Maître Elyahou et la figure du sage

CD- Maître Elyahou Ben Sasson, ce sage juif né à Haïfa, passé par Jérusalem et Prague, qui finit par enseigner le Talmud dans une ruelle de Séoul, est-il un personnage inventé ou avez-vous rencontré cet homme quelque part dans le monde ?

YVK - Maître Elyahou est inventé, mais pour moi c'est la figure de Marc-Alain Ouaknin, que je n'ai pu suivre dans ses cours que par Zoom.

Marc-Alain Ouaknin, philosophe, rabbin, passeur de la pensée juive vers le grand public. Une référence qui en dit long sur la profondeur des sources auxquelles puise ce roman.

Les 36 Justes : remparts contre la barbarie

CD - Les 36 Justes cachés qui selon la tradition kabbalistique soutiennent le monde apparaissent à la fin du livre. Pensiez-vous à cette conclusion dès le début de l'écriture ou s'est-elle imposée à vous en cours de route ?
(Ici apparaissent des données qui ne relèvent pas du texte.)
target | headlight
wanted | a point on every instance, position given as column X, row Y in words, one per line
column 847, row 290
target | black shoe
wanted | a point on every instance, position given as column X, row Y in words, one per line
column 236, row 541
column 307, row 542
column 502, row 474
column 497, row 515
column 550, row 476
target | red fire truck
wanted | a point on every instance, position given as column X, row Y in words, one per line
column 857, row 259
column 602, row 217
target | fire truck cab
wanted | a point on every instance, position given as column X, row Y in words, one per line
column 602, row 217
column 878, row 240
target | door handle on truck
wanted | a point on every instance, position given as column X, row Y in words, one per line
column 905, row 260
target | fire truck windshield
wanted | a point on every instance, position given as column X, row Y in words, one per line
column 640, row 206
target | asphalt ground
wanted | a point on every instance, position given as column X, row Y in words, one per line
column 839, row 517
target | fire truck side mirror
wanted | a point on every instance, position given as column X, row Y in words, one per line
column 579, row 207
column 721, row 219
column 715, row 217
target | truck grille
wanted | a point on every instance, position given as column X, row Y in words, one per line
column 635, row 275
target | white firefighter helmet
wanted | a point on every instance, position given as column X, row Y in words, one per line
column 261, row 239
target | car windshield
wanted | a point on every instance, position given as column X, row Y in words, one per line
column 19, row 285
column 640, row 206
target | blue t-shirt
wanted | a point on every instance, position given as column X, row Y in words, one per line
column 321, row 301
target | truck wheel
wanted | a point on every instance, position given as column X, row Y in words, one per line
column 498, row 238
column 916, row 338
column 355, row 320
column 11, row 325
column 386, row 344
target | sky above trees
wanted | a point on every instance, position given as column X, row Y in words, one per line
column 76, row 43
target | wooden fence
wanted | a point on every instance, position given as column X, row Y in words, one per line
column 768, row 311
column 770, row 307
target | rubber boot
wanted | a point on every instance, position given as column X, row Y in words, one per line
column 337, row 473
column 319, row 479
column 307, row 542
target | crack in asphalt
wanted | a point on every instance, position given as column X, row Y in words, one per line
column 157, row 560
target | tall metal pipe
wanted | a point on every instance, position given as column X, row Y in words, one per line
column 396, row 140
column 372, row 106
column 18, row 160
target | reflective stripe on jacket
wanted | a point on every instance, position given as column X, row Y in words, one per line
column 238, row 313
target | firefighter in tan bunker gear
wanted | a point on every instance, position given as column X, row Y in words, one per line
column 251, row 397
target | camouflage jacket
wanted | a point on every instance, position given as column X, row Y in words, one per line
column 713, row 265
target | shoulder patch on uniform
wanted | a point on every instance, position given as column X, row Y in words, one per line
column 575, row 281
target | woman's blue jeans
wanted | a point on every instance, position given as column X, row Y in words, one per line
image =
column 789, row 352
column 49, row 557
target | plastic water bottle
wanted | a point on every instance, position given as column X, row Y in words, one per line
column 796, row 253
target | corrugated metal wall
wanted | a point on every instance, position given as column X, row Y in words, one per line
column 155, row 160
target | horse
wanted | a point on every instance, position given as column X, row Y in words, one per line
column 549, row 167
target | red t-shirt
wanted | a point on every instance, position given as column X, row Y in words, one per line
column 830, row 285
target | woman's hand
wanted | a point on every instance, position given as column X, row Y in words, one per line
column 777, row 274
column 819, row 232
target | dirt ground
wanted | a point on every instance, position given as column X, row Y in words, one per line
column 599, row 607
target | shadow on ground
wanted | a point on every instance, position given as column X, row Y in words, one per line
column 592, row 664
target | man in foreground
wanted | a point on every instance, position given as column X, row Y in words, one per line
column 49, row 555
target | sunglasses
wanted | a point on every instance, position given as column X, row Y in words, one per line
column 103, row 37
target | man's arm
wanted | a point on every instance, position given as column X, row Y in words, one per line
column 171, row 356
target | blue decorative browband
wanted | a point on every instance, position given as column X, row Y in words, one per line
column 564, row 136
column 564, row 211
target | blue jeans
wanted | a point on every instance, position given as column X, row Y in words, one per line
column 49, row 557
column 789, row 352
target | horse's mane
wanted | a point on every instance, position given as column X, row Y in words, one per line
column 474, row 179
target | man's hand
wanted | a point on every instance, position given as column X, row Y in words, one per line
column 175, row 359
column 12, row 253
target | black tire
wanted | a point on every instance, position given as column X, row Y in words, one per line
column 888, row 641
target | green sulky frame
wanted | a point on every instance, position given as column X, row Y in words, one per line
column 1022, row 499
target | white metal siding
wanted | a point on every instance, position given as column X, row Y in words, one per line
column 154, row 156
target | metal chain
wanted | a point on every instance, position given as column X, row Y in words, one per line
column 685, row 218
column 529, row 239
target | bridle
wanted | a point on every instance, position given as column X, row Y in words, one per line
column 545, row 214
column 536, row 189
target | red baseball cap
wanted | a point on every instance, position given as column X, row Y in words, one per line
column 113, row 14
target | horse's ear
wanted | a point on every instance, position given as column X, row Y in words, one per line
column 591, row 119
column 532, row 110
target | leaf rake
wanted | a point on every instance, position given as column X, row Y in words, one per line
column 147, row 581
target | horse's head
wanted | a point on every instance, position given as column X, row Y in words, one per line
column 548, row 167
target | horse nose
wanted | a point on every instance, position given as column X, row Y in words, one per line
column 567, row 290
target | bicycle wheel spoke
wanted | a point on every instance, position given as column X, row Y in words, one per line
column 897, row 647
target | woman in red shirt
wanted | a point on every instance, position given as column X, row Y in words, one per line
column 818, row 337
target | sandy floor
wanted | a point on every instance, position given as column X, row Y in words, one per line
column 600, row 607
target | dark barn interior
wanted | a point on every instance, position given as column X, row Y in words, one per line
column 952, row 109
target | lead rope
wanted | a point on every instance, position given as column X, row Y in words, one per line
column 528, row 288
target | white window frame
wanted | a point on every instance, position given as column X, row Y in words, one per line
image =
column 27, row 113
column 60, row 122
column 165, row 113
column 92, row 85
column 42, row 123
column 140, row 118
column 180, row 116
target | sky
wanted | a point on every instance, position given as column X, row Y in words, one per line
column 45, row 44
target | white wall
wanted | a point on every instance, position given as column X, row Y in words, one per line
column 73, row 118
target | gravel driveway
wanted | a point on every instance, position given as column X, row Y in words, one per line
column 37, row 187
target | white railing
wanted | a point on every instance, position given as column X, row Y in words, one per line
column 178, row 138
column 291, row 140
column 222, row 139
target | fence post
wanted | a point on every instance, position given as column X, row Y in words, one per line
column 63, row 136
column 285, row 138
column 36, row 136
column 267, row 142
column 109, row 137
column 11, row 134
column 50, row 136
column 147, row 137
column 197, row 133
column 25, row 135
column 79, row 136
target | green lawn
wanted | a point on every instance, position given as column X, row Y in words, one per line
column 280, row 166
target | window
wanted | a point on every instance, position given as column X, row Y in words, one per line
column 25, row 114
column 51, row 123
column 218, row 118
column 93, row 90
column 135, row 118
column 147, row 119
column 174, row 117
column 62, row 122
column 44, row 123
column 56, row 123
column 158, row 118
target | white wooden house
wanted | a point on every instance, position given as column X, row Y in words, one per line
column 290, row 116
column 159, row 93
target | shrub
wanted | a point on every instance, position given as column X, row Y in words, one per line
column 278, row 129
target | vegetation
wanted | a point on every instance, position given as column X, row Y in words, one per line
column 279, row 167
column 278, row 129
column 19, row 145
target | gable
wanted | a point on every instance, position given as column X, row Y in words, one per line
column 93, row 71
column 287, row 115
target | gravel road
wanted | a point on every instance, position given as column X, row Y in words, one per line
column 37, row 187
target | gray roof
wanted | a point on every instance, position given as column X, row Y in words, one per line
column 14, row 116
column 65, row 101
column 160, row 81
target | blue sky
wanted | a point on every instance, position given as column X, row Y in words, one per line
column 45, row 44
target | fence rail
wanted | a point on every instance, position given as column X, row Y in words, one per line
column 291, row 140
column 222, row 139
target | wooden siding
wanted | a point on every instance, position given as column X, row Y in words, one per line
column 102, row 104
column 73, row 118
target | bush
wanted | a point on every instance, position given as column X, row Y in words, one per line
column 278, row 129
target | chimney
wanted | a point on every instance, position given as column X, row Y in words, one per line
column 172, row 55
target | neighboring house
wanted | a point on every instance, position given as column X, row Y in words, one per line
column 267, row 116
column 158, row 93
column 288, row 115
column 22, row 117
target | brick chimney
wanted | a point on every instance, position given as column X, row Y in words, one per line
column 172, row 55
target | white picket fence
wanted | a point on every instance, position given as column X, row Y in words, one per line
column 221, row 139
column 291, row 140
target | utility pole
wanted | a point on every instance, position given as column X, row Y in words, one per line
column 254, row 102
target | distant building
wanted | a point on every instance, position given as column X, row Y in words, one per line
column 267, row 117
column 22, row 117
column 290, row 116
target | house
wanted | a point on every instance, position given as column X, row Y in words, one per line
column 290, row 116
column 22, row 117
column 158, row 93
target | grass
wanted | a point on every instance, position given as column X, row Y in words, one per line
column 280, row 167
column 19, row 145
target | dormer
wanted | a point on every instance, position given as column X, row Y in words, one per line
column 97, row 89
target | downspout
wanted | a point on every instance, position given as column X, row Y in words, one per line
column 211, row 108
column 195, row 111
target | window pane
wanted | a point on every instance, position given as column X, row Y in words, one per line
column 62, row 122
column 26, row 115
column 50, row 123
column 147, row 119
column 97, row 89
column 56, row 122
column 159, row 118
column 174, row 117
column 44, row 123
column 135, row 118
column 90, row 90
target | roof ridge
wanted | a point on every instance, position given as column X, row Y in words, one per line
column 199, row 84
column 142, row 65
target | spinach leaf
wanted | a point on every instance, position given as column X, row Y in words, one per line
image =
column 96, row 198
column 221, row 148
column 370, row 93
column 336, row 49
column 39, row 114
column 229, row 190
YVK - Les 36 Justes cachés sont pour moi des symboles d'espérance dans la protection des valeurs d'humanité, de morale et d'éthique dans ce monde fou dans lequel nous vivons. C'est un peu comme des remparts contre la barbarie. D'ailleurs je suis persuadé qu'ils existent, cachés de la lumière des médias.
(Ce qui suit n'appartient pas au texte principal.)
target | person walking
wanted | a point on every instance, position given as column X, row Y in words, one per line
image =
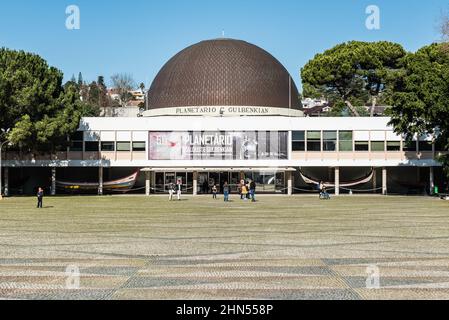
column 226, row 191
column 214, row 192
column 171, row 191
column 248, row 194
column 40, row 197
column 252, row 191
column 244, row 192
column 179, row 189
column 240, row 189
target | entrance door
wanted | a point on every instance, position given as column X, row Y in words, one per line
column 203, row 183
column 224, row 177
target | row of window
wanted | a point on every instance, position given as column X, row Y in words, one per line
column 311, row 141
column 95, row 146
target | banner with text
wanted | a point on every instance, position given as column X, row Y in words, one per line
column 219, row 145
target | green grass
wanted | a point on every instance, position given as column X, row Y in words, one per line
column 163, row 250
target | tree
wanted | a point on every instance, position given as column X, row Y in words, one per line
column 80, row 79
column 353, row 73
column 420, row 96
column 123, row 83
column 35, row 105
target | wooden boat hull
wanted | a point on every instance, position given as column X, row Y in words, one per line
column 122, row 185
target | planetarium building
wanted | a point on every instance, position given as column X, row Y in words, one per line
column 221, row 111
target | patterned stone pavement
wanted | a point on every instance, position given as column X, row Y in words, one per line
column 277, row 248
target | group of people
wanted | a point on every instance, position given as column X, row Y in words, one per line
column 174, row 189
column 246, row 189
column 324, row 195
column 226, row 191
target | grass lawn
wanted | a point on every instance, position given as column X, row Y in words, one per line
column 133, row 247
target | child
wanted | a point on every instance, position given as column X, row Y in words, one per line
column 244, row 192
column 214, row 192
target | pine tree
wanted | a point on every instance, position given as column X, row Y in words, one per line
column 80, row 79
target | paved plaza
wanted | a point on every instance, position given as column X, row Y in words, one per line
column 133, row 247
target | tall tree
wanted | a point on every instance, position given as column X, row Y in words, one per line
column 34, row 104
column 80, row 79
column 123, row 83
column 353, row 73
column 420, row 96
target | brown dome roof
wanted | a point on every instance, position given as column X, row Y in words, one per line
column 223, row 72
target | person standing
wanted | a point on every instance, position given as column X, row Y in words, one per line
column 179, row 189
column 40, row 197
column 171, row 190
column 226, row 191
column 214, row 192
column 244, row 192
column 242, row 183
column 252, row 191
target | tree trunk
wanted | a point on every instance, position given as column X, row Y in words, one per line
column 373, row 106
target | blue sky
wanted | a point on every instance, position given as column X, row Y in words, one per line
column 139, row 36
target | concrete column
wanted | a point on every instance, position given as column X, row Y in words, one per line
column 147, row 183
column 53, row 181
column 100, row 181
column 384, row 181
column 195, row 183
column 6, row 173
column 431, row 181
column 337, row 181
column 289, row 183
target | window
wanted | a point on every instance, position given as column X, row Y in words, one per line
column 139, row 146
column 123, row 146
column 440, row 145
column 91, row 146
column 393, row 146
column 107, row 146
column 410, row 146
column 345, row 143
column 329, row 140
column 313, row 141
column 298, row 141
column 425, row 146
column 361, row 146
column 76, row 141
column 377, row 146
column 76, row 146
column 77, row 136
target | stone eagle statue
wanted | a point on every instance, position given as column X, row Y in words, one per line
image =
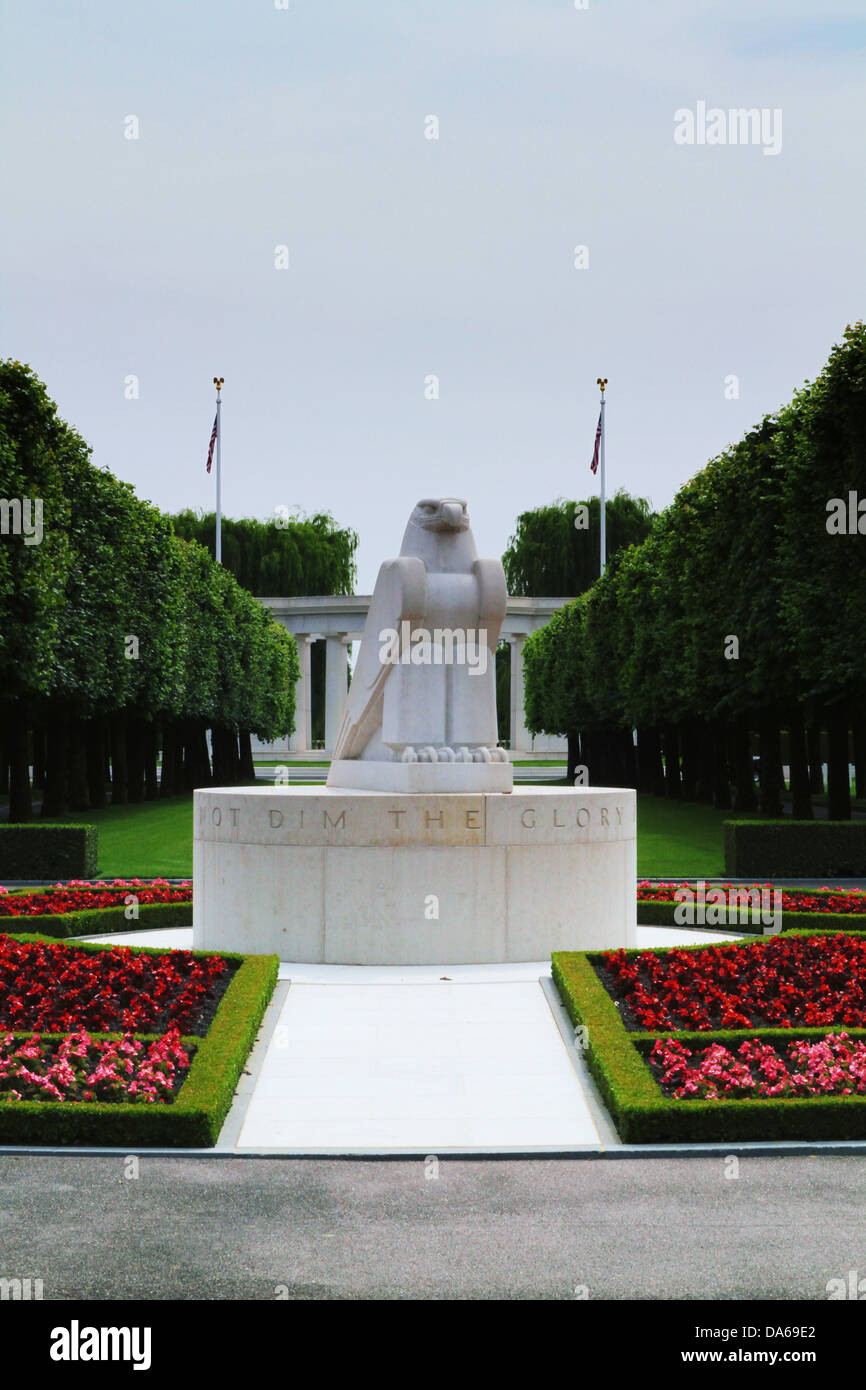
column 424, row 684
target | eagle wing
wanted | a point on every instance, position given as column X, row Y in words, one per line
column 401, row 594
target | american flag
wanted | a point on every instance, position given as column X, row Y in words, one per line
column 598, row 444
column 213, row 439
Une conviction qui dépasse largement la fiction et qui donne au roman sa résonance la plus profonde.

La souffrance qui révèle

CD -Le roman dit que la souffrance n'est pas un châtiment mais une purification. Est-ce une conviction profonde que vous portez personnellement, au-delà de la fiction ?

YVK - Dans la Kabbale la souffrance n'est pas toujours perçue comme une punition. Elle peut être comprise comme une épreuve, un passage, parfois même comme une occasion de transformation intérieure.
L'idée n'est pas que la douleur soit souhaitable ou justifiée, mais qu'elle puisse dans certaines circonstances révéler des ressources morales, spirituelles ou humaines que nous ignorions posséder. Dans le Cœur de Brahma les personnages ne sont pas récompensés parce qu'ils souffrent. Ils sont transformés par la manière dont ils affrontent cette souffrance. C'est une nuance essentielle. Ce n'est pas la douleur qui élève l'être humain, mais la façon dont il choisit d'y répondre.
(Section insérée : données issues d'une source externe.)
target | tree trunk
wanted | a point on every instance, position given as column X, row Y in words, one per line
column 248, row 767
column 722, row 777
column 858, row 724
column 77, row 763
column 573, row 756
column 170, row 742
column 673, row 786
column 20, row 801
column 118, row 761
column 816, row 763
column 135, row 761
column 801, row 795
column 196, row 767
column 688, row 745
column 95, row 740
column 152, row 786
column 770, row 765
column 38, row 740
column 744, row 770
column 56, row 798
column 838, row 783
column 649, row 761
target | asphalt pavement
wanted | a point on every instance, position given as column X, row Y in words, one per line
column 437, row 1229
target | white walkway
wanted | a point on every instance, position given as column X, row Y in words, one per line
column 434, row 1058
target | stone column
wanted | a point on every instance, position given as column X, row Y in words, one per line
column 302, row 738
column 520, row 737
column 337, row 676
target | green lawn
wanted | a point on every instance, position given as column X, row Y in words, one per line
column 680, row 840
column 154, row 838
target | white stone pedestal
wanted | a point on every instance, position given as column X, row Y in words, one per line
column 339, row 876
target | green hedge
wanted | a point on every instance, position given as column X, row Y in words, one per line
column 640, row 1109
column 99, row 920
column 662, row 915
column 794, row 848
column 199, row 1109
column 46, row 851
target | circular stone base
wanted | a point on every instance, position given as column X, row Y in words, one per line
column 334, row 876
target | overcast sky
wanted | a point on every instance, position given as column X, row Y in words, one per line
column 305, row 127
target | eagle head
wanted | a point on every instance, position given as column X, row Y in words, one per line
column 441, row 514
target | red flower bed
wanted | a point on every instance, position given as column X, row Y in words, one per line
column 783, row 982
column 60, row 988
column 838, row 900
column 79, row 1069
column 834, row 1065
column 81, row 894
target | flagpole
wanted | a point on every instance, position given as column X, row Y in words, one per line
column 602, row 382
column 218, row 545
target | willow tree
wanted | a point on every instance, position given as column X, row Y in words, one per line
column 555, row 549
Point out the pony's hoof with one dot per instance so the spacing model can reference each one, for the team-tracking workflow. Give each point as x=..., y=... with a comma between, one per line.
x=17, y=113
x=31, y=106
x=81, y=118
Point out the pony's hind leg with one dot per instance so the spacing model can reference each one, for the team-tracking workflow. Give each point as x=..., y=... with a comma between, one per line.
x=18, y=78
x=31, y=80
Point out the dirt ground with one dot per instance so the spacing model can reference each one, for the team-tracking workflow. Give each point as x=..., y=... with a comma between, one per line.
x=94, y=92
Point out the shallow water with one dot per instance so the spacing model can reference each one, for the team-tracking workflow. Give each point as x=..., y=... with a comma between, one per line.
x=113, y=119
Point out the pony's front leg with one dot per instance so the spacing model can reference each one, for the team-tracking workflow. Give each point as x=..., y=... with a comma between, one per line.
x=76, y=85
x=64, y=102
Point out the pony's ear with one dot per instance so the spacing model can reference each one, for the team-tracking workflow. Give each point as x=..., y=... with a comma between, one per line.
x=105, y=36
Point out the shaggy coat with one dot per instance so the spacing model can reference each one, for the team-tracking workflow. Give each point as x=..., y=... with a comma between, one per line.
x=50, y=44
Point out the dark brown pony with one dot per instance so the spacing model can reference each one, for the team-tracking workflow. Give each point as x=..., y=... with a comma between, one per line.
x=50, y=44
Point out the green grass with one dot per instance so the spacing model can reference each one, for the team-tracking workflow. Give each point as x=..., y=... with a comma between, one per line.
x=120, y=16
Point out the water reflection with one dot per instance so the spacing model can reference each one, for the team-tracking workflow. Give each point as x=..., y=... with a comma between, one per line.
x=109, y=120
Ce que le lecteur emportera

CD - Quel lecteur espérez-vous toucher, et qu'est-ce que vous voulez qu'il emporte avec lui en refermant la dernière page ?

Je n'ai pas écrit ce livre pour un public particulier. J'espère simplement toucher tous ceux qui aiment les grandes aventures humaines, les personnages confrontés à l'adversité et les récits qui emmènent le lecteur loin de son quotidien, à travers des paysages, des cultures et des destins qu'il ne connaissait pas forcément.

Mais si une fois la dernière page refermée quelque chose continue de l'accompagner, peut-être une réflexion sur l'exil, sur l'identité, sur la transmission, sur la résilience humaine face aux épreuves, alors j'aurai atteint mon but. Le Cœur de Brahma parle de violence mais aussi de courage. Il parle de déracinement mais aussi d'espérance.
Si le lecteur referme ce livre avec davantage d'empathie pour ceux qui vivent l'exil ou la persécution, et avec la conviction que même dans les périodes les plus sombres une lumière demeure possible, alors ce voyage aura eu un sens.

Le Cœur de Brahma d'Yves-Victor Kamami sort en librairie le 29 juin. Un roman à ne pas manquer.